My daughter and I were snuggling on the sofa watching Netflix together when she sits up rather abruptly and asks me, “Mama how many days until you leave for your art teaching again?” I gently moved a piece of hair from her eyes, tucking it behind her ear so I could look directly into her eyes. “Friday, love. Mama leaves again Friday.”
“What is today?”
“Sunday. It’s the weekend. You go back to school tomorrow, Monday, and then I’ll be here Tuesday, Wednesday and Thursday too. I have to leave to California on Friday. I’ll be gone only four days this time.”
She snuggles back into me without saying another word. She’s not sad, or even really thinking about it any longer. For some reason the thought just occurred to her. Most likely because I’ve been home for a few weeks now and she knows it’s about time for me to leave again.
I’ve been making mixed media art for 15 years. I began when my son was a baby. I’ve been teaching since before my daughter was born, but the amount of time away has really increased the past four years. She’s young and doesn’t know anything else besides mama and daddy working. She knows mama is an artist and that just about everything I do is tied to ICE Resin. She knows I leave, get on a plane, am gone for anywhere from three to five days and then I come home again. I’m home for two weeks to a month and then I leave again. She doesn’t talk to me but once or twice when I’m away because it’s just too hard on me. My husband knows the only way I can really focus and do what I do is to have complete and utter faith in him, grandma and the amazing after school caregiver.
I try not to think too much about this. It’s really hard for me to leave my family and my studio as often as I do. But this is what I do, and I truly love it. I don’t love packing and unpacking. I don’t necessarily love the constant deadlines. I don’t love navigating airports and shuttles and hotels. I honestly don’t mind the 15 hour days working at the art retreats, as I tend to teach both day and evening workshops and also vend at the artists fairs. I adore seeing my friends — the amazingly talented fellow artists/instructors whose work inspires me. I wish we had time for more than quick hugs and 10 minute stand-up gatherings in each other’s classrooms or hotel lobbies, but it is what it is. I really adore most of my students. Sure, there’s sometimes one or two challenging peeps, but there’s rarely ever people who are downright nasty or unhappy. You seriously have to work at it to be angry at an art retreat.
You know what I love the most though? It’s being with my Tribe. Talking about art. Sharing ideas. Learning from the talented artists who take my classes as they’re also learning from me. I love sharing a passion for creativity and to show others how to use my favorite products. Teaching keeps me in the world. It keeps me up on the trends. It gets me out of my own little space that I create in the silence of my studio and forces me to embrace the extroverted side of my personality.
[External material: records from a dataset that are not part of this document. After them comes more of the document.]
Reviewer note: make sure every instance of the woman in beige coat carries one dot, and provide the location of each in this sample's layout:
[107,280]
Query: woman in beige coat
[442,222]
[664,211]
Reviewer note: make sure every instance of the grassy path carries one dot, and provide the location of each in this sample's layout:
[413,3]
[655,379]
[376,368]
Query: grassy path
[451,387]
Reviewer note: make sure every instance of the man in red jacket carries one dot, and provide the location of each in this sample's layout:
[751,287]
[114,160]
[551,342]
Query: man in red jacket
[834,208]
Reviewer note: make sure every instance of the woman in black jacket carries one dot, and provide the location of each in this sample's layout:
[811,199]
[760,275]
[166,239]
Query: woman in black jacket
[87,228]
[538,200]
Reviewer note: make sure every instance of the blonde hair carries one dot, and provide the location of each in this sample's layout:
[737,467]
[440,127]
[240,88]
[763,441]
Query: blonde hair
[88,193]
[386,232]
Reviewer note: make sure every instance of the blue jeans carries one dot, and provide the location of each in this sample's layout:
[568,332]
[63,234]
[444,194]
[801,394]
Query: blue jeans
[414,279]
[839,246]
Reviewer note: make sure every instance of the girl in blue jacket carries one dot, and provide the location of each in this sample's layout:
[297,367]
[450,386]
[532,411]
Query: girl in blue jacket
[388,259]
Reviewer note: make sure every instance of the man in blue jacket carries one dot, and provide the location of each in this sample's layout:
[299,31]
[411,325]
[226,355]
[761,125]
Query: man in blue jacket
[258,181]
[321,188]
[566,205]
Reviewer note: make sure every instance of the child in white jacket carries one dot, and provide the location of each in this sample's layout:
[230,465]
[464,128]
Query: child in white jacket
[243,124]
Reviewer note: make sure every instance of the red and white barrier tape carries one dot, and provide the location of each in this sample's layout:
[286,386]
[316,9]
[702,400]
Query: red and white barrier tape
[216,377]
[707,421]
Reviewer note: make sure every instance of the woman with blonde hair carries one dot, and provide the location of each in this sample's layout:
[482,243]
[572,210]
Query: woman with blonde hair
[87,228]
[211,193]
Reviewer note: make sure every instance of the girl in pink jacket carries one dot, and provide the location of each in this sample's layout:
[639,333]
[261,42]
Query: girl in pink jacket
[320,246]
I decided to write this post today because I know there are a lot of people who dream of being instructors. I get questions all the time and so do my friends. I feel it’s my duty to encourage people to pursue teaching if it’s in their hearts. I truly believe teaching – in any capacity -is a calling that comes from something bigger than us.
I know it can appear that breaking into art retreats is shrouded in mystery. It’s definitely a process. The best way to go about it, in my opinion, is to attend an art retreat you’re interested first as a student so you can get a feel for the event. All retreats are slightly different and have their own vibe about them. Then talk to the organizers and learn their process. Good organizers are always looking for authentic ideas and fresh projects. Here are some tips:
- Follow the rules for submission. I know this seems like an obvious first tip, but you’d be surprised how many times I hear that people do not fully read through the instructions before they submit.
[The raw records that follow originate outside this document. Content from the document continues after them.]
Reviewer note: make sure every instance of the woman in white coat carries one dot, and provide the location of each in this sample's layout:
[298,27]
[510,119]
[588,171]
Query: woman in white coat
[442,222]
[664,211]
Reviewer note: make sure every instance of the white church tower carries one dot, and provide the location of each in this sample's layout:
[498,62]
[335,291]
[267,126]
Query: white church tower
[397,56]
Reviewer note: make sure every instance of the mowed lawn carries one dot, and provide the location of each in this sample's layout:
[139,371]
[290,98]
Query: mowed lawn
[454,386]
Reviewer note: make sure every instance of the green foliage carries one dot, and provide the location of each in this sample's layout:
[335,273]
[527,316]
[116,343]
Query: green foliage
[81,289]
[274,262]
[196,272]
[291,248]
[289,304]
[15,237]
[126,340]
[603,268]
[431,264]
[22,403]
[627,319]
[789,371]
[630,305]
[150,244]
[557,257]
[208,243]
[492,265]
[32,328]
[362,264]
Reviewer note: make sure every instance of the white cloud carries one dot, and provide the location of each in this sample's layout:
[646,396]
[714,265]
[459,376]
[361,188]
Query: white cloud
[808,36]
- Understand the work absolutely must be your own and must be different from what’s already being offered.
- Make great samples of the class you want to teach.
- Take fantastic photos of those samples.
- Ensure students will be able to make their class work look close enough like yours so they won’t wind up frustrated
- Write clear descriptions.
- Understand how much prep time goes into pulling off successful workshops.
- Think through the out-of-pocket expenses (travel, hotel, food, art supplies, handouts, shuttles, luggage fees, shipping fees, replacing “lost” communal art supplies that you bring, etc.) and understand you will need to have resources and/or credit to pay for these up front.
- Know that at first this can all be a little overwhelming but like anything else you’ll get better with time and experience.
I’m so very grateful for the experiences I have over the years being able to travel and teach mixed-media art. I have definitely experienced challenges and frustrations at times too. However, the good always outweighs the rest. As you can see on my face from the pictures above that I plan to keep moving forward in the direction of my dreams and being able to share with others is still a big part of my life. Hopefully one day my daughter will be able to see me in action and understand why I made the choices I did.